She’s won’t give an inch. He’s a hot mess over failed expectations. Sounds like a Jennifer Aniston movie, right? Wrong. These are grown people looking at the numbers side of their business in a finance done wrong drama that is as unnecessary as a Friday meeting at 4 p.m.
Here are the top financial mistakes people make in business. Quite literally, it pisses me off. Because they seriously hold companies back. Only when you get past these blunders can you really grow your business.
1. An unexplained obsession with head count.
Honestly, people get neurotic that God forbid if they don’t stick to the budgeted head count they’ll be struck by a lightening bolt for every person they hire over said number. (Is the person who came up with that number still here, by the way?). Worse, this self-imposed imprisonment then leads people to hire contractors so increased head count doesn’t show up as a line item.

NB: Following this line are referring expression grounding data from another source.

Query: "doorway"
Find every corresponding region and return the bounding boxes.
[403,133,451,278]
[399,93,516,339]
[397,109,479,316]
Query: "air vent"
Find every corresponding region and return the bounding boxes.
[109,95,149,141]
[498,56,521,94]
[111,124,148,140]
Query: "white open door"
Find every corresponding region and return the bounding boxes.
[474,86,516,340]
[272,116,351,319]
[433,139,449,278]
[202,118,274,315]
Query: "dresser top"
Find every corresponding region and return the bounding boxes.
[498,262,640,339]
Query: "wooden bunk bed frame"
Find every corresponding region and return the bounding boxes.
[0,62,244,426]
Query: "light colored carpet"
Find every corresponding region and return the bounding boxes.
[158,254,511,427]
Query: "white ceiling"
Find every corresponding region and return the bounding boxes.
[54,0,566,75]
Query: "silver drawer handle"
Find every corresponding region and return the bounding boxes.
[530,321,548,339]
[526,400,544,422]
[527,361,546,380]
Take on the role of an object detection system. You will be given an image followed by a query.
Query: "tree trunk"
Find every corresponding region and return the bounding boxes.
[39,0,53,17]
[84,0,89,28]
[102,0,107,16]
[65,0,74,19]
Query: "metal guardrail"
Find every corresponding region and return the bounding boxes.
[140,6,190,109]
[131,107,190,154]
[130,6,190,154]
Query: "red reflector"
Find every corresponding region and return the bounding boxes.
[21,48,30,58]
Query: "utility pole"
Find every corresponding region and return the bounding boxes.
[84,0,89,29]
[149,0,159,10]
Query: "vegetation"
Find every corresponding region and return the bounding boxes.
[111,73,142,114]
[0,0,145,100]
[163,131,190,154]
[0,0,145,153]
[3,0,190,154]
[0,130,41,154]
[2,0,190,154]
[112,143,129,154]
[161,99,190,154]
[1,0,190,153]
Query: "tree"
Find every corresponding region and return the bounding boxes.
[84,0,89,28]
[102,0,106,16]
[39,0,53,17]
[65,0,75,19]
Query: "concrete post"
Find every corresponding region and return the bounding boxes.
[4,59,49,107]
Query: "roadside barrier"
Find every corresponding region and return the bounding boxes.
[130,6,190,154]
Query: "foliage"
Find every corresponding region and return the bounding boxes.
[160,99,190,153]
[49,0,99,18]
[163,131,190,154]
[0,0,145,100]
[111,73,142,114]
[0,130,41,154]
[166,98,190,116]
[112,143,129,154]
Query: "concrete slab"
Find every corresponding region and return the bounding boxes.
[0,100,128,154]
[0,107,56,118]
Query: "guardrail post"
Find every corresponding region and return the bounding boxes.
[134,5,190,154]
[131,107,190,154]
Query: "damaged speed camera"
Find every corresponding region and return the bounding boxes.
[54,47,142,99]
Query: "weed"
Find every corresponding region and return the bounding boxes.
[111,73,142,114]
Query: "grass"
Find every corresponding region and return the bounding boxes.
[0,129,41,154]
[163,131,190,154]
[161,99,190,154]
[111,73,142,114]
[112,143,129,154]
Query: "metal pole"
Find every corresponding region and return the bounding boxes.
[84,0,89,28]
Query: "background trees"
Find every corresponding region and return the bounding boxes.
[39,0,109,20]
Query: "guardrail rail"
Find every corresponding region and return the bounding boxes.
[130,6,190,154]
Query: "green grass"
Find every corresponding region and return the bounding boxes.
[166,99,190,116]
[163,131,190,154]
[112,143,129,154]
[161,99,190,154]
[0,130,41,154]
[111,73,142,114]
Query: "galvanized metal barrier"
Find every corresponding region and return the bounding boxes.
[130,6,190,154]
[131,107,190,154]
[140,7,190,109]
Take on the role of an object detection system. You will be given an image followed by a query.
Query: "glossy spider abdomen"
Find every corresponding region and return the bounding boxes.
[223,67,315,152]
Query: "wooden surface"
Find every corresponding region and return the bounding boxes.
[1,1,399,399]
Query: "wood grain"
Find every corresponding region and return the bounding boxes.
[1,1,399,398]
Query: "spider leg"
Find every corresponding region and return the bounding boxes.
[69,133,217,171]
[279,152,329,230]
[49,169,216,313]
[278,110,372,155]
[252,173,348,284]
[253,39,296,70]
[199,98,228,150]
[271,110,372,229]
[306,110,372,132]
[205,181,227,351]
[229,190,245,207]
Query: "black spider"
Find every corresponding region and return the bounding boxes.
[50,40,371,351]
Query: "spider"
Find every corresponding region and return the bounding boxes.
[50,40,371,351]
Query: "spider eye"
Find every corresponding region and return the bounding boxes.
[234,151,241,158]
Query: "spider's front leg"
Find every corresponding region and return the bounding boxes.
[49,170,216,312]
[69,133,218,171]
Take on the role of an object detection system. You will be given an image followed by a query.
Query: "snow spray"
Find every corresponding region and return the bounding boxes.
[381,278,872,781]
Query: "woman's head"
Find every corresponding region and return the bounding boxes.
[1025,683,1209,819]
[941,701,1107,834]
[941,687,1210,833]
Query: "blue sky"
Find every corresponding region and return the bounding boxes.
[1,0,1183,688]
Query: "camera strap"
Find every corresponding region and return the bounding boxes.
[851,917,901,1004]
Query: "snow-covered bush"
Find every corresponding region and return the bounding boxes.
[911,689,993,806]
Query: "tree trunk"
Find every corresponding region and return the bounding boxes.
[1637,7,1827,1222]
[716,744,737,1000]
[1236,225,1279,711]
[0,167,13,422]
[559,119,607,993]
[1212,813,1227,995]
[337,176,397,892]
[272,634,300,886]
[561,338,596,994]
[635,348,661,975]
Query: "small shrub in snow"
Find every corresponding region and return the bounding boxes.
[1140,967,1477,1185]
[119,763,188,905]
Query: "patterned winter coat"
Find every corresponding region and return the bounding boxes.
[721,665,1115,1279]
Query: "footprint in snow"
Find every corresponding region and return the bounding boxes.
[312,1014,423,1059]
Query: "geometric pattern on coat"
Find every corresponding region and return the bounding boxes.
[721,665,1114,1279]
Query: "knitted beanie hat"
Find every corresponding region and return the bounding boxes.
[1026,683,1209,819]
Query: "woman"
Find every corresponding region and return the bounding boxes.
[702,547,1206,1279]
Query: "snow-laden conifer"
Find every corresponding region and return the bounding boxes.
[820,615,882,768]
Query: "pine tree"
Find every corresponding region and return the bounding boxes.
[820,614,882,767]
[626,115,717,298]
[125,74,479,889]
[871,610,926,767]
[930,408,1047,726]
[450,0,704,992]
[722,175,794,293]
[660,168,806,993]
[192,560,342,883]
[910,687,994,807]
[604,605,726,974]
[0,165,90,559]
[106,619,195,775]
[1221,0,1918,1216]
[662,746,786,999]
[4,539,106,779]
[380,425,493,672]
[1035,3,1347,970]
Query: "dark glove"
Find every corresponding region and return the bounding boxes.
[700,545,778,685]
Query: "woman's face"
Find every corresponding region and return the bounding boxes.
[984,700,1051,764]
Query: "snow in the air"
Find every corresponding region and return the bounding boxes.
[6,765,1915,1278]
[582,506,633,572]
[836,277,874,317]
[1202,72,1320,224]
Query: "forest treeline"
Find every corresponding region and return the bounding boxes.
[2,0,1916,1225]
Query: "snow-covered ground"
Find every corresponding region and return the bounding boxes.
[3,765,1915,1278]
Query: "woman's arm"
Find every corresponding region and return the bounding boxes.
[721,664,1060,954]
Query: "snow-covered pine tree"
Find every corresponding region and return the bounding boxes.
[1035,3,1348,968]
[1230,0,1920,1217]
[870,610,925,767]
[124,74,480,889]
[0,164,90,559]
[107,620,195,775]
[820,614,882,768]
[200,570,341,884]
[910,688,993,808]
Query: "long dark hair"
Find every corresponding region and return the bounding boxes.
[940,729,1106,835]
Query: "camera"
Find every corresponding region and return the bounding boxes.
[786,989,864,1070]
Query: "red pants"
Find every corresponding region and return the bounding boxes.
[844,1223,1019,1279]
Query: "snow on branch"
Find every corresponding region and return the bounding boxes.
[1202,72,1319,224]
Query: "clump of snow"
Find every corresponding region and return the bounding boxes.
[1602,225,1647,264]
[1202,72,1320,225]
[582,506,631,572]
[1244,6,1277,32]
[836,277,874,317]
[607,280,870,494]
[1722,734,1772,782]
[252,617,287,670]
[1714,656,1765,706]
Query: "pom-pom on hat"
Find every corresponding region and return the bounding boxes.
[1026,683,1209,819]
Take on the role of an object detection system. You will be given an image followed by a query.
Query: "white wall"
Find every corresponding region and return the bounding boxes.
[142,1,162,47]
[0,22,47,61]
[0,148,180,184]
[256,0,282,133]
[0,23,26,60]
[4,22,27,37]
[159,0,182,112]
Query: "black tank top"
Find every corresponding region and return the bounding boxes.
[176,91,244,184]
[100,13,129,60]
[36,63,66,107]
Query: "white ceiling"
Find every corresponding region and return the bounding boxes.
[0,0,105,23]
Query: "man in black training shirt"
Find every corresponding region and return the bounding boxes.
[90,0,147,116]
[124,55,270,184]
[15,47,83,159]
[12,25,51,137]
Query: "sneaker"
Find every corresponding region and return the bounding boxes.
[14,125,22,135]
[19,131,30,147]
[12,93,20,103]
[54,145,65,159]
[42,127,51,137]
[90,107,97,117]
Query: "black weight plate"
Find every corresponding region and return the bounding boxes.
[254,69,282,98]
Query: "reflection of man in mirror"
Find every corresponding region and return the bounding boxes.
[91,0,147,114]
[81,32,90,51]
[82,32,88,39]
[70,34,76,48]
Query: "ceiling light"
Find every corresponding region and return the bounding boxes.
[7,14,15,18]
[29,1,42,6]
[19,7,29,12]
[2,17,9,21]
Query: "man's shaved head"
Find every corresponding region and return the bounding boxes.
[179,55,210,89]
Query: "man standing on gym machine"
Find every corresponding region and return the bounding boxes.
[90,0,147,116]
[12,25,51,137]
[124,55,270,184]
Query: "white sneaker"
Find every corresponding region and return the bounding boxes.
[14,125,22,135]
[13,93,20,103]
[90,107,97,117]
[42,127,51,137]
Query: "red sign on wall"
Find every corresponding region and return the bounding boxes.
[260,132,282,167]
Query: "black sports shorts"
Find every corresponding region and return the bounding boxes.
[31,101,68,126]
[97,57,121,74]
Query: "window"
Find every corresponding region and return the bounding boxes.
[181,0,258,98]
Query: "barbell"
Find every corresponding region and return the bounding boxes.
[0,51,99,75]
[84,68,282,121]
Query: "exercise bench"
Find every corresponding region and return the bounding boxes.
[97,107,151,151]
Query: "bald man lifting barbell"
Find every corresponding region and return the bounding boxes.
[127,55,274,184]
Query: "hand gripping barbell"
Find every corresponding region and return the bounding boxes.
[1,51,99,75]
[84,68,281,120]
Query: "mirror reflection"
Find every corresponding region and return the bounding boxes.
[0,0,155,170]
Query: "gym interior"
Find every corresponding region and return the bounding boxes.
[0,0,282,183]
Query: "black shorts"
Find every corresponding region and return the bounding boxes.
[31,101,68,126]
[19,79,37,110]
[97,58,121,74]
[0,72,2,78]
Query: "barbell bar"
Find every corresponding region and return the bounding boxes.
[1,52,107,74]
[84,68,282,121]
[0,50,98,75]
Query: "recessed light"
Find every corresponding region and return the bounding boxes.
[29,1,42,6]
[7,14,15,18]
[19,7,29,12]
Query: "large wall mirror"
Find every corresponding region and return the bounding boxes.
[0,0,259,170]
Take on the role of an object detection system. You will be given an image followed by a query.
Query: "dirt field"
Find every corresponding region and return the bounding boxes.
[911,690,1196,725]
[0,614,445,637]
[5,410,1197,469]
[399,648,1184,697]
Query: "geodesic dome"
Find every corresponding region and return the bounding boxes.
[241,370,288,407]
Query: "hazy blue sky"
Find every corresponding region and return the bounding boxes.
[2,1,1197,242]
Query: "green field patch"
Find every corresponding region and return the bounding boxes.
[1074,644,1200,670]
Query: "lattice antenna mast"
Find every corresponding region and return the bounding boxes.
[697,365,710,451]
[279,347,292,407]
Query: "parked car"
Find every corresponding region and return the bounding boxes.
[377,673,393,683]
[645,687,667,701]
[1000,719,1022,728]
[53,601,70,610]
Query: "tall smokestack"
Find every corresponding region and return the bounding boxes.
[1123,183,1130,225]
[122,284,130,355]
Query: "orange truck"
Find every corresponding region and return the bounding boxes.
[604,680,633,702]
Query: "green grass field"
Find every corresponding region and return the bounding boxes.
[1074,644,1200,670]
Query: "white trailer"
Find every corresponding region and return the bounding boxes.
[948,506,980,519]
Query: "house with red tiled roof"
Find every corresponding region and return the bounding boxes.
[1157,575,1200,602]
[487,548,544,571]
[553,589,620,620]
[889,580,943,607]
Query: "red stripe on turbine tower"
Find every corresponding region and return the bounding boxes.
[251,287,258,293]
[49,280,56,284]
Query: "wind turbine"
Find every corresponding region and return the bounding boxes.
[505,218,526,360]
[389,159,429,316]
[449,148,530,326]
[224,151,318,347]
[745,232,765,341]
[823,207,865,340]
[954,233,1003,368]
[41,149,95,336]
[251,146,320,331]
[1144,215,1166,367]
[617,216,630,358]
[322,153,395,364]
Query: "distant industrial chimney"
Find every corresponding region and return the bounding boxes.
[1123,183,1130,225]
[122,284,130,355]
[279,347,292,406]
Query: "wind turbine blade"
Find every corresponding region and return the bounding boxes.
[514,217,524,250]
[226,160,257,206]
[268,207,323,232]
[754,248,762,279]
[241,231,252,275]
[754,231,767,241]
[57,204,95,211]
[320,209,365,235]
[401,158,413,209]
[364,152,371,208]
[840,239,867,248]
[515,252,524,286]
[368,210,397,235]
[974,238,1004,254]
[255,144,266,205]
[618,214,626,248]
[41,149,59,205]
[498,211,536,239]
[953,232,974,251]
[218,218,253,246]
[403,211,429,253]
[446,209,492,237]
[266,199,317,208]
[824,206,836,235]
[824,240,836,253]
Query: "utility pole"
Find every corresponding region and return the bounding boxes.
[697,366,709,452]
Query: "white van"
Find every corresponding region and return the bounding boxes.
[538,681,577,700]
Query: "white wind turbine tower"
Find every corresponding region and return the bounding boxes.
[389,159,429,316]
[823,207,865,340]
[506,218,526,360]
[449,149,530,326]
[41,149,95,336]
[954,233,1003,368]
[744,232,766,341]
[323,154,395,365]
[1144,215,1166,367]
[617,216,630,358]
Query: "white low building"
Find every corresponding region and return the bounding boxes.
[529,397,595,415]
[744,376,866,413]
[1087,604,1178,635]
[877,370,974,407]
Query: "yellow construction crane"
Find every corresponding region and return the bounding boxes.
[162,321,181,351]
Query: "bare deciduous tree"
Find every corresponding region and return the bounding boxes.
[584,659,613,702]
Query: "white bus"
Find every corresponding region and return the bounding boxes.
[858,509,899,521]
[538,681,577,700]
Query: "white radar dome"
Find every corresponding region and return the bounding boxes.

In the end, you still have the needs, you still incur cost AND you lose more control. It’s short-sighted. OK, you’ve pushed me to the brink, I’ll say it: IT’S STUPID.
If you have a short-term need or a project it is OK to get contractors. Otherwise, you are just fooling yourself.
2. A deeply committed love affair with tax structure.
This is the classic story of the tail wagging the dog. Some people get so attached to tax structure and savings strategies that they let tax regulation define their business. The approach is akin to walking backwards. Figure out what your business is and then figure out the tax structure. Don’t let taxes be the driver.
Example: I won’t make a donation to this nonprofit because I may not be able to deduct the whole amount for tax purposes. OK, how about the great exposure it will give you or how the donation reflects your values? The taxman doesn’t care about those things – but you can and should.
3. The capex stubborn streak.
Obsession about capex absolutely drives me bananas. As you read this, you most likely have a budget for 2017. Say you have a capex budget that allows for one new CNC machine, 12 new computers, and updated software licensing keys to accommodate four new employees. Add repaving the parking lot and new shelving for the warehouse. It’s all in the budget.
Now, there’s this perception that budgets are nonnegotiable: We said it – so we have to do it. But what if the year isn’t going so well or you need a new roof or the year is going great and you need to upgrade your marketing automation system to handle the influx of sales leads? Postpone the paving of the parking lot. I know you said you were going to do it, but budgets are not written on stone tablets. You have to have discipline, but you can’t play hostage to a spreadsheet.
That is nothing compared to spending when you don’t have to – just because it is in the budget. Hurry, get the CNC machine now even though we may not need it for 8 months.
It’s part of the process to change the process during the process. Your budget is a reference, a guide, a character sign of a good CFO, a lodestar that guides your ship. Your budget is not a set of handcuffs.
GABBY’S BIG TAKEAWAY:
When it comes to financial forecasting and follow-through, be limber.